Step 2: Create the connector

Source connector

Download the JDBC Connector file and upload the file to the OSS bucket that you created. For more information, see Get started by using the OSS console.
Important
When you download the JDBC Connector file, select a version that is compatible with Java 8.
Log on to the ApsaraMQ for Kafka console. In the Resource Distribution section of the Overview page, select the region where the ApsaraMQ for Kafka instance that you want to manage resides.
In the left-side navigation pane, choose Connector Ecosystem Integration > Tasks.
On the Tasks page, click Create Task.

On the Create Task page, configure the Task Name parameter and follow the on-screen instructions to configure other parameters. The following section describes the parameters:

Task Creation

In the Source step, set the Data Provider parameter to Apache Kafka Connect and click Next Step.

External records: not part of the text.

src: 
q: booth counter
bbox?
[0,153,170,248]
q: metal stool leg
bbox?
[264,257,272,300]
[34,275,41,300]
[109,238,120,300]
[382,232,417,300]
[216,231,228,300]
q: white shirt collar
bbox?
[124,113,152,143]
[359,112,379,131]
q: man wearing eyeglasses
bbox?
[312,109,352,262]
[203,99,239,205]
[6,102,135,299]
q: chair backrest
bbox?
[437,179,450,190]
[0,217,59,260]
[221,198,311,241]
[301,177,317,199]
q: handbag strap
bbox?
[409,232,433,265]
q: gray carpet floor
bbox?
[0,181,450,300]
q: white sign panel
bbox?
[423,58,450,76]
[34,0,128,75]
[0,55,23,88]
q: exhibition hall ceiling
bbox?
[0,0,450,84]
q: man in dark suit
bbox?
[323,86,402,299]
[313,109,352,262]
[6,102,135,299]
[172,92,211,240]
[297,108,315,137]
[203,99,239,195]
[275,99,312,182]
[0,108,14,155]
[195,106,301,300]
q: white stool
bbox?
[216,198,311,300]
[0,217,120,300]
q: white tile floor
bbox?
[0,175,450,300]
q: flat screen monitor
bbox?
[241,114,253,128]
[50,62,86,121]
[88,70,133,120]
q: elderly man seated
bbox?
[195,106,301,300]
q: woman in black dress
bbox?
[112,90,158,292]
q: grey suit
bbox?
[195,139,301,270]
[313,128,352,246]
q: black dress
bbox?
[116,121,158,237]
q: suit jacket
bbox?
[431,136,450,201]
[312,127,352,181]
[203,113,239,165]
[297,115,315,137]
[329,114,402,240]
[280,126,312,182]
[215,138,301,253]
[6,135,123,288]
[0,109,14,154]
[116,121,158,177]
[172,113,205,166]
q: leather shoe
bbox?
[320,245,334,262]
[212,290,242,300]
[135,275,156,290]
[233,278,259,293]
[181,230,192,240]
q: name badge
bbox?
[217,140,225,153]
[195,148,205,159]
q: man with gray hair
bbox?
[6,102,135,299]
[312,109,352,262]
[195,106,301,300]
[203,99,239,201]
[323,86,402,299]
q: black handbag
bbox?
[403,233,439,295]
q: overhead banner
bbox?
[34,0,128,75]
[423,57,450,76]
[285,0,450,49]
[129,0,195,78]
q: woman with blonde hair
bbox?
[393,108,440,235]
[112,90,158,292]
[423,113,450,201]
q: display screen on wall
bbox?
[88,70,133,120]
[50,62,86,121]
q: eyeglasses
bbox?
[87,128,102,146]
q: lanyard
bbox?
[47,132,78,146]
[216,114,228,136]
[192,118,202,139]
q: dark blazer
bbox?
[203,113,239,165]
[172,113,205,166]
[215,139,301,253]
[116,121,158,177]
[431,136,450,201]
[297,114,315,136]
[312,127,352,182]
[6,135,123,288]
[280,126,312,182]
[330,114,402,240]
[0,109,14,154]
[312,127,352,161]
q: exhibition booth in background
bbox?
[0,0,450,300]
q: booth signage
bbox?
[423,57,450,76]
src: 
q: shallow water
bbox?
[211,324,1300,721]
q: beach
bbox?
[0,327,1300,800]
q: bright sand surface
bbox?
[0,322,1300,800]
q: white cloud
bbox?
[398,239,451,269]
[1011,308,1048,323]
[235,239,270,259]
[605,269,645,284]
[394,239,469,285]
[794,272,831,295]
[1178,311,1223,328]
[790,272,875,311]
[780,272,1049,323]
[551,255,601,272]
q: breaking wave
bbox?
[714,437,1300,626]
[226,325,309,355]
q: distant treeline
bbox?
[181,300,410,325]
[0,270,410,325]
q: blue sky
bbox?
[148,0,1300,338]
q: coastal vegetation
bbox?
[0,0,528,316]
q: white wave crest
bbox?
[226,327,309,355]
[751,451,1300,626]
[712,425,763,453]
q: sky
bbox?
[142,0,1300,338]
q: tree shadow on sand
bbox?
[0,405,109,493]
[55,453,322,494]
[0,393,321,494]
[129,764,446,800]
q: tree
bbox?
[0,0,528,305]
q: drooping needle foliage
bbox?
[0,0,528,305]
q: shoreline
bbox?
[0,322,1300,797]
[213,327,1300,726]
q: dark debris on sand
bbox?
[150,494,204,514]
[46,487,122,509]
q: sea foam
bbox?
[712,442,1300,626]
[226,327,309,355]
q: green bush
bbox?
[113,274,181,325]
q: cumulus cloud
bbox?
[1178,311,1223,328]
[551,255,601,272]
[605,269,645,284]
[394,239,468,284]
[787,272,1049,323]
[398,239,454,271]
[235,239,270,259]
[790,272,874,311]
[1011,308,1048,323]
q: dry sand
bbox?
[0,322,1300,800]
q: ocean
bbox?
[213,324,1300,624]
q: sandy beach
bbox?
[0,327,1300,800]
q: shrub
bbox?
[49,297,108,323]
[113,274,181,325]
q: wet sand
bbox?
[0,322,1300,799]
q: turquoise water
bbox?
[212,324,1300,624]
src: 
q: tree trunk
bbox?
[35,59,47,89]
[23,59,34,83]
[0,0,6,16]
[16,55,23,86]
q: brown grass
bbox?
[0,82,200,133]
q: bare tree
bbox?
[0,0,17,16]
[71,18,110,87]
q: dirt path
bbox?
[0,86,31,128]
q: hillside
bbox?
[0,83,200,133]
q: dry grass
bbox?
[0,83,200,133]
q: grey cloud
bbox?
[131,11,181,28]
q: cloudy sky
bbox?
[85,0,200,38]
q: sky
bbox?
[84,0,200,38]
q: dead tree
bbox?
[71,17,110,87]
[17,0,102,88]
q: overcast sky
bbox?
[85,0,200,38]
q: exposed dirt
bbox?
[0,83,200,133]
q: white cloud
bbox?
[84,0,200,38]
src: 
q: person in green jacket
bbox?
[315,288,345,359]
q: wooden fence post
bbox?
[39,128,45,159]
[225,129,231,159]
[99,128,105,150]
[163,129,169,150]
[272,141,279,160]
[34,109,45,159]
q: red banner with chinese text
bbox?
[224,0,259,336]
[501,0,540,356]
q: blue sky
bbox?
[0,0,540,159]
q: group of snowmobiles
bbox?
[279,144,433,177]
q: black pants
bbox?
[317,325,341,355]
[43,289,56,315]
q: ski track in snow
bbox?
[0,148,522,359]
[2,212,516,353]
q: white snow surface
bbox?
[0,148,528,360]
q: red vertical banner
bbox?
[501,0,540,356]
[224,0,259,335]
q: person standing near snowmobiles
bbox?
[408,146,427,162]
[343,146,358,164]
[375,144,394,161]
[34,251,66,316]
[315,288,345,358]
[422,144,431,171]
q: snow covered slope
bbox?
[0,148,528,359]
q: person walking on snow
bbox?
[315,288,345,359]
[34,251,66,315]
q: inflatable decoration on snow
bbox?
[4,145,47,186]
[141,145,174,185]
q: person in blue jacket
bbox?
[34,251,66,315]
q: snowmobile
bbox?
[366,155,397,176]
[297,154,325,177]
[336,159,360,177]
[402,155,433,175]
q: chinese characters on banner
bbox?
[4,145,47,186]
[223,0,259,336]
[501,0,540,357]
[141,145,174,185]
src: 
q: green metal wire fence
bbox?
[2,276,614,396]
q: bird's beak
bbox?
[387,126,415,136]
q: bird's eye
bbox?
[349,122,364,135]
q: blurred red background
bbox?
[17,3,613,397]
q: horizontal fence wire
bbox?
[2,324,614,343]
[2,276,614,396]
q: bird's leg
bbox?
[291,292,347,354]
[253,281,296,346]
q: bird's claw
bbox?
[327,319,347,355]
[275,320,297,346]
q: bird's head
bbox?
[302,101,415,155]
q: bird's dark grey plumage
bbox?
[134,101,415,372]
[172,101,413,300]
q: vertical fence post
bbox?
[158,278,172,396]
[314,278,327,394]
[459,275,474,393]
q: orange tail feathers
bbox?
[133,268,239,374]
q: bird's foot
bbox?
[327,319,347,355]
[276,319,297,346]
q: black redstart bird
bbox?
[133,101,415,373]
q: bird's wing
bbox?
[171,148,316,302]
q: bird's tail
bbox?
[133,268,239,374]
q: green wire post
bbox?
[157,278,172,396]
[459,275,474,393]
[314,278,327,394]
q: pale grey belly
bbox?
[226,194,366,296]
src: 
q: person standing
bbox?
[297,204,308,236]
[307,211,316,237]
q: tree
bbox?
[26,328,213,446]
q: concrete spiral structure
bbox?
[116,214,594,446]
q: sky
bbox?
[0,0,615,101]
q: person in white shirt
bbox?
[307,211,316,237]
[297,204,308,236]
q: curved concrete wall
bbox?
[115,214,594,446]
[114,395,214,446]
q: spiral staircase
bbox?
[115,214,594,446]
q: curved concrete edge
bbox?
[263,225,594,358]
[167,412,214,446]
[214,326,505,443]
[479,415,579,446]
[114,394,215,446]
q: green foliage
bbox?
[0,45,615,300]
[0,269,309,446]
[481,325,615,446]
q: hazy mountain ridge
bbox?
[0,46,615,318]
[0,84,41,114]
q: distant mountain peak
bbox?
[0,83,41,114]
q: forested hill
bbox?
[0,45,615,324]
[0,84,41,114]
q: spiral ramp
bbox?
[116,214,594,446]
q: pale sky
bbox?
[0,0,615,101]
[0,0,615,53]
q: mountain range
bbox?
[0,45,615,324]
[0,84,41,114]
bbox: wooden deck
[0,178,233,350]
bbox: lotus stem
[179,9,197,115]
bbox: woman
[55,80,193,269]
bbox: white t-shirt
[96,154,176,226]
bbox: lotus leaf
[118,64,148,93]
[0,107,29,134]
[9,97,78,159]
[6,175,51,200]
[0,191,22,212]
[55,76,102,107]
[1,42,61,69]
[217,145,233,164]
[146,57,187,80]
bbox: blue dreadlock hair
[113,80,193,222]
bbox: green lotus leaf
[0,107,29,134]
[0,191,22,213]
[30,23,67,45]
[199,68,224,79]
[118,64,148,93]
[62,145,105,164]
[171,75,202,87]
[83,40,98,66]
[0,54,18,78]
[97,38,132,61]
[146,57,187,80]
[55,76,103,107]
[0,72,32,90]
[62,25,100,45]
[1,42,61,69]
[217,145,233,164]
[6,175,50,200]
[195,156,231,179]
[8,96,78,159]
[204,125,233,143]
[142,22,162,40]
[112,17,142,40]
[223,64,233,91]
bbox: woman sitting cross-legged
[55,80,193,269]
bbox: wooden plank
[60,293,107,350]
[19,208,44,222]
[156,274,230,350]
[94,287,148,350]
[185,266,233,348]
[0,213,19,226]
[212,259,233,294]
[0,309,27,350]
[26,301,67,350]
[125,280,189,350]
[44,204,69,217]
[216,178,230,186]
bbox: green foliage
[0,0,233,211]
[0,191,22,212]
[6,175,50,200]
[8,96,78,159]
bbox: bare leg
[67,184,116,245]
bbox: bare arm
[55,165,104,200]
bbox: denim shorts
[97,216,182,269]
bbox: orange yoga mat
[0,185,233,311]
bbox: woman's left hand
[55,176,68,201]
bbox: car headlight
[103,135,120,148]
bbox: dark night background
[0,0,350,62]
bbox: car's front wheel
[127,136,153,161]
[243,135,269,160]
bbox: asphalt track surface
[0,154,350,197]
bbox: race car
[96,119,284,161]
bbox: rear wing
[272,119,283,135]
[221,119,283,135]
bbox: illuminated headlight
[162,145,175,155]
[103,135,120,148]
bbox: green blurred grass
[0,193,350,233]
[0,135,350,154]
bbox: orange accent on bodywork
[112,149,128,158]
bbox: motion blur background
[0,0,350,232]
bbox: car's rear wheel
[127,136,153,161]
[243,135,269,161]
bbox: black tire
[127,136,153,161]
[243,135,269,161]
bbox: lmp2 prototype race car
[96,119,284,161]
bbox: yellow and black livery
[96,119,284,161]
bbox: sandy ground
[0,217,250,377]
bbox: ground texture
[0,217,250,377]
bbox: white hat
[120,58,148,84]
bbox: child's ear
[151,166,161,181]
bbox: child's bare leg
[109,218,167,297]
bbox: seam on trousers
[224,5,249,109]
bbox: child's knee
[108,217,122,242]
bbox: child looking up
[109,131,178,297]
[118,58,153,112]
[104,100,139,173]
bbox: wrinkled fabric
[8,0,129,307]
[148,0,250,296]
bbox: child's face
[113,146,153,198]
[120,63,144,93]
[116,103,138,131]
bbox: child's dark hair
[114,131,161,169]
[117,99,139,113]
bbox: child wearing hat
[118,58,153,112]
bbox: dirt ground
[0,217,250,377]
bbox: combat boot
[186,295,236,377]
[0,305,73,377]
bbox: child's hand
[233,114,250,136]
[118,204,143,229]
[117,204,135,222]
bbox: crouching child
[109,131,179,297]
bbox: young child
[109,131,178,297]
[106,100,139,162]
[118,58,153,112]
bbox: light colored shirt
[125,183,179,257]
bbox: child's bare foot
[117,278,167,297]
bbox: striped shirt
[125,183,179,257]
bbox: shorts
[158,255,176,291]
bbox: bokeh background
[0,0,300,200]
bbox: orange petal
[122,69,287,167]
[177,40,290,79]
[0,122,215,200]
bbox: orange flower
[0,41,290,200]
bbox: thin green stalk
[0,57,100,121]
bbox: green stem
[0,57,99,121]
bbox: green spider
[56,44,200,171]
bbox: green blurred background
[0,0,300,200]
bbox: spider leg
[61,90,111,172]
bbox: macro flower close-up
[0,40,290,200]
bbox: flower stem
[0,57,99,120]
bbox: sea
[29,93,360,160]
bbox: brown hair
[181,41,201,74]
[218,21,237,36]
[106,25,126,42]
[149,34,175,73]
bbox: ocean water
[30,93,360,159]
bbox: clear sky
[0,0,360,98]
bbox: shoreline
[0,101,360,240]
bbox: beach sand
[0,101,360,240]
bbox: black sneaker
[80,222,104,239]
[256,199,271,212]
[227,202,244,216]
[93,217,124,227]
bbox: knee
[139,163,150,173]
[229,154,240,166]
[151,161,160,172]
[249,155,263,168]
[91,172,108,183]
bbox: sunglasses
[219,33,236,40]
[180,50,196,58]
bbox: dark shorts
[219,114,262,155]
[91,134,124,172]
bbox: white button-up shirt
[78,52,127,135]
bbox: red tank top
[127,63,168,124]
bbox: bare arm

In the Connector step, configure the parameters and click Next Step. The following table describes the parameters.

Subsection

Parameter

Description

Kafka Connect Plug-in

Bucket

Select the OSS bucket to which the JDBC Connector file was uploaded.

File

Select the JDBC Connector file that you uploaded to the OSS bucket.

Message Queue for Apache Kafka Resources

Message Queue for Apache Kafka Parameters

Select Source Connect.

Message Queue for Apache Kafka Instance

Select the ApsaraMQ for Kafka instance that you created in the "Prerequisites" section of this topic.

VPC

Select the VPC that you created.

vSwitch

Select the vSwitch that you created.

Security Group

Select a security group.

Kafka Connect

Parse .properties File in ZIP Package

Select Create .properties File. Then, select the .properties file that contains the configurations of the source connector from the ZIP package. The path of the .properties file is /etc/source-xxx.properties.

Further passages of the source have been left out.